I don't say it, but I say a great deal of other things (and not many of them pleasantries). For a long time there are just words, angry words, loud words and, well, creative phrases, to put it delicately. Standing beneath the assault of my verbal fists (the actual fists would follow later, when my elaborate dictionary of colourful expressions has been exhausted) you observe, and deduce all the words for what they really are – words of relief. One couldn't really blame me for expressing my relief in such ill-fitting terms. After all, in that moment I am not a wordsmith, not a blogger. Just then, I am a man whose heart got going again.
I don't say "I love you", but I do.
You don't say "I'm sorry".
For a long time you don't say anything, and when you do you talk of necessity. There is no apology for the deed, because the deed was necessary. At my demand for an explanation, you slip easily back into your old habits, giving a soliloquy about the things you did, all those necessary things. Words cascade easily (you really are quite a narrator, did you know that?), words about threats and about prevention of harm. All the time you insist it was all necessary, and in all your brilliance, you are once again an idiot. If it weren't for the three years and for the stopping of my heart and for the consequential requirement of miracles, I may be able to appreciate the irony of the situation. It is so very ironic, really, that while you insist on your point, you still fail to see (to observe) that while all your actions might have been necessary to keep me alive, youwere absolutely essential for the same cause.

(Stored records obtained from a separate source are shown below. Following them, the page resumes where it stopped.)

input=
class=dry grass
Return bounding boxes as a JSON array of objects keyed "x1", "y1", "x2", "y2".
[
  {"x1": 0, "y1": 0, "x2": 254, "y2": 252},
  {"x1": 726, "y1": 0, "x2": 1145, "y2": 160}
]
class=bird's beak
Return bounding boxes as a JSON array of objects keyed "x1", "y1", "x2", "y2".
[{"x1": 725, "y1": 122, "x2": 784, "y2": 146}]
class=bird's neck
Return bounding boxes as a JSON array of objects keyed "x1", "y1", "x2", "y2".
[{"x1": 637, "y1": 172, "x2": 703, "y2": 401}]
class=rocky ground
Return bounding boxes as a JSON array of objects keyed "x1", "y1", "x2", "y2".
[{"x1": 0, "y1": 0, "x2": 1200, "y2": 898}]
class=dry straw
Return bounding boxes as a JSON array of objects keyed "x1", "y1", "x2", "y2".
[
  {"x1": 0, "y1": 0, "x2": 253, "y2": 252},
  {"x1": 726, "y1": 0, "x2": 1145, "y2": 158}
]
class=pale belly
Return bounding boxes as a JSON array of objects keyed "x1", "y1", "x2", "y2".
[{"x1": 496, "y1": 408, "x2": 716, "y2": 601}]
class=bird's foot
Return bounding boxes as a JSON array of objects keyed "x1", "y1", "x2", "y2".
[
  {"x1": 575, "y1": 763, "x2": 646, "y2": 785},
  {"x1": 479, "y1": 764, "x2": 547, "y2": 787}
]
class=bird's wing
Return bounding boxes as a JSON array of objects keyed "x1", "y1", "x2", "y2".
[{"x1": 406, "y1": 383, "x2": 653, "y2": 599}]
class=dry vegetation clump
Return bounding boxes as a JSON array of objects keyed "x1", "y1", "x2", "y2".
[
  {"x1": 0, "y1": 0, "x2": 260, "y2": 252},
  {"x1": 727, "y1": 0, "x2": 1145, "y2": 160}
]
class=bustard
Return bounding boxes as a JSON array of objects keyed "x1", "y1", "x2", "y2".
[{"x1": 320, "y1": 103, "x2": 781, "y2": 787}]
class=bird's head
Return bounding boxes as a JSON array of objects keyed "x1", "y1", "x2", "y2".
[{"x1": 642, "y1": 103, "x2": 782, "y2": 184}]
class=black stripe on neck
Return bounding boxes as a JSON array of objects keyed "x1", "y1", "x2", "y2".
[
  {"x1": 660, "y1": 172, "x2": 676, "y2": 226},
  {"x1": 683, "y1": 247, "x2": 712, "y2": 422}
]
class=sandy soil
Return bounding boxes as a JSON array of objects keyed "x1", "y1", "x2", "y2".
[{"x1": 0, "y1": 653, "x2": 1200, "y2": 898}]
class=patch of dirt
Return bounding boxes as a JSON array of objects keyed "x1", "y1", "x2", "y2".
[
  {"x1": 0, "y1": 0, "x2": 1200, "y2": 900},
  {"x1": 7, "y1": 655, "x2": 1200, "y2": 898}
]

You don't say "I'm sorry", but from your monologue I gather that all the necessity stems from a need to see me unharmed (well, look how that turned out). You don't say it because you did what you thought you had to. You don't say it, because if I ached it meant that I was alive and there is no apology needed for life. Although, there might be one required for the pain.
You don't say it, but at one point I stop expecting you to, because I realize that sacrifices hurt, too. And suddenly it is clear that the fall wasn't the biggest sacrifice, because falling is painless. Knowing you're going to hurt someone you are so desperate to preserve, is agonizing.
You don't say "I'm sorry", but that doesn't mean that you don't have regrets.
I don't say "I missed you", and you don't answer "Obvious".
Instead, you say it first and I reciprocate, because sometimes there is a need (necessity) to state the obvious.
The Things That Will Be Said
One day you will say "bored".
As inevitable occurrence as I will know it to be, I will still answer you half in exasperation and half in amusement. Well, at least the amusement will be there the first time the word is exclaimed from the depths of the sofa cushions (I'm pretty sure the amusement will melt away after the eleventh reprise of what could easily be your official between-cases motto). Soon, I will be engaged in feeble attempts to drown my annoyance in tea, while you engage in being hatefully non-engaged in anything (and wallowing in the pain of it). After endless complaints (and the imminent restating of the fact that I am an idiot), you will proceed to fuss about, agitated by the dull lack of imaginative murderers, maddeningly restless, all long limbs and swishes of blue silk. You will be unbearable (both for me and yourself), ready to crawl up the walls, vibrating with all the pent-up Sherlockness. Vibrating, but also vibrant, buzzing, reverberant and so beautifully alive.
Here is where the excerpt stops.